USA-Experte: Präsident Biden gläubiger und praktizierender Katholik
Mit dem Demokraten Joe Biden zieht ein gläubiger und praktizierender Katholik ins Weiße Haus ein. Das betont der Salzburger Religionswissenschaftler und stellvertretende Direktor des Salzburger Bildungswerks, Andreas Weiß, in der aktuellen Ausgabe der Wiener Kirchenzeitung "Der Sonntag". Biden stehe mit beiden Beinen in einer sehr fest verankerten Katholizität, die sich auch in einem regelmäßigen Messbesuch niederschlägt. "Bei Trump war es ein politischer symbolischer Messianismus, in den er sich selbst getaucht hat, bei Biden ist es eine Konstante in seinem Leben", so Weiß.
Biden habe nie ein großes Aufsehen darum gemacht, "aber während seiner gesamten politischen Laufbahn seinen katholischen Glauben praktisch sehr aktiv gelebt.
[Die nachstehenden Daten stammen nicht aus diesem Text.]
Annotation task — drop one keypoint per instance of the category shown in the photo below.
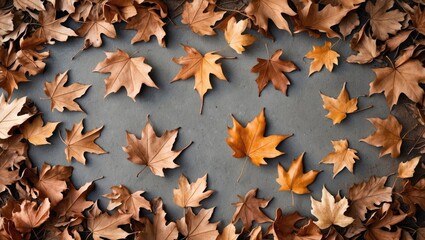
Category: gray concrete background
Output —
(177, 105)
Er hat auch nur sehr wenige Gottesdienste verpasst."
Trotzdem: Katholiken hätten Biden laut Nachwahl-Untersuchungen mit nur 52 zu 48 Prozent Trump vorgezogen. "Man sieht der religionspolitische Diskurs hat sich in den USA verändert", analysierte Weiß. So würden viele katholische Anhänger des abgewählten Präsidenten Trump Bidens Glauben wegen dessen Haltung zu Schwangerschaftsabbrüchen, "Homo-Ehe" und anderen kulturellen Streitthemen infrage stellen.
Knapp 28 Prozent der 330 Millionen US-Amerikaner seien "religiös nicht mehr gebunden", erläuterte Weiß. Das bedeute aber nicht, "dass diese nicht mehr gläubig sind, aber sie funktionieren in ihrem Wahlverhalten völlig anders als institutionell gebundene Christen. Da stehen die Demokraten Bidens auch vor einer Richtungsentscheidung".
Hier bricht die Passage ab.